Zhao Zhang,Yong Zhang,Da Guo,Lei Yao,Zhao Li

DOI: https://doi.org/10.1016/j.future.2022.04.010

IF: 7.307

2022-01-01

Future Generation Computer Systems

Abstract:Federated learning-based network intrusion detection system (FL-based NIDS) has demonstrated tremendous potential in protecting the security of IoT network. It enables learning an effective intrusion detection model from massive traffic data collaboratively without data privacy leakage. However, FL-based NIDS has exhibited inherent vulnerabilities on the poisoning attacks launched by malicious clients. The poisoning attacks aim to corrupt the intrusion detection model and impair its protection capability, by injecting the poisoned traffic data into the local training dataset. We build a secure FL-based NIDS that is robust for the poisoning attacks, namely SecFedNIDS. Firstly, we propose the model-level defensive mechanism based on poisoned model detection. Specifically, we propose the gradient-based important model parameter selection method to provide the effective low-dimensional representations of the uploaded local model parameters, and then we propose the online unsupervised poisoned model detection method to identify the poisoned models and reject them to join in the global intrusion detection model.

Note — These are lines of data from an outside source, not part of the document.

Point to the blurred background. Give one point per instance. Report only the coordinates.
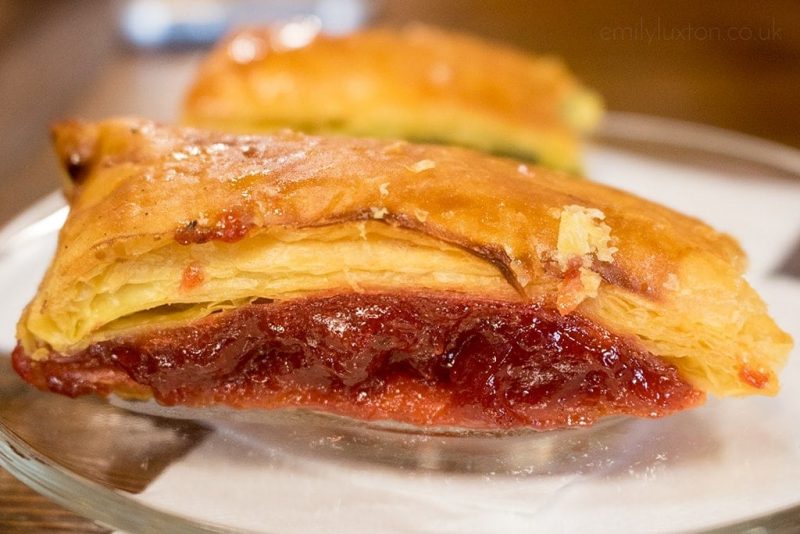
(729, 63)
(733, 64)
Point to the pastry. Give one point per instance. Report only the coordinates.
(417, 83)
(381, 280)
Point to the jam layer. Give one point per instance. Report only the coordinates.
(422, 359)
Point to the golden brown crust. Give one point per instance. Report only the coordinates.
(634, 267)
(152, 180)
(411, 83)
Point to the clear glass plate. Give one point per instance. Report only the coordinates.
(142, 467)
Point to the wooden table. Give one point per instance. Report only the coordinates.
(670, 59)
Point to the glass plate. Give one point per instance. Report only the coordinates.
(141, 467)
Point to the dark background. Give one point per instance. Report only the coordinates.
(733, 64)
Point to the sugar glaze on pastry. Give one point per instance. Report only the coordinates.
(423, 284)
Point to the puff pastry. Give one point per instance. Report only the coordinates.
(429, 285)
(416, 83)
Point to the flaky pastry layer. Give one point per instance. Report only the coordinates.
(417, 83)
(168, 225)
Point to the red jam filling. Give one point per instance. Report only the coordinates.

Subsequently, we design the data-level defensive mechanism based on poisoned data detection. Notably, we propose a novel poisoned data detection method based on class path similarity, to filter out the poisoned traffic data and avoid them participating in subsequent local training. We adopt layer-wise relevance propagation to extract the class path of clean traffic data, and transmit the class paths to the poisoned clients to help distinguish the poisoned traffic data. Results show that SecFedNIDS with the proposed model-level defense boosts the accuracy by up to 48% under the poisoning attacks on UNSW-NB15 dataset and 36% on CICIDS2018 dataset, and the proposed data-level defense further improves its accuracy by up to 13% on CICIDS2018 dataset.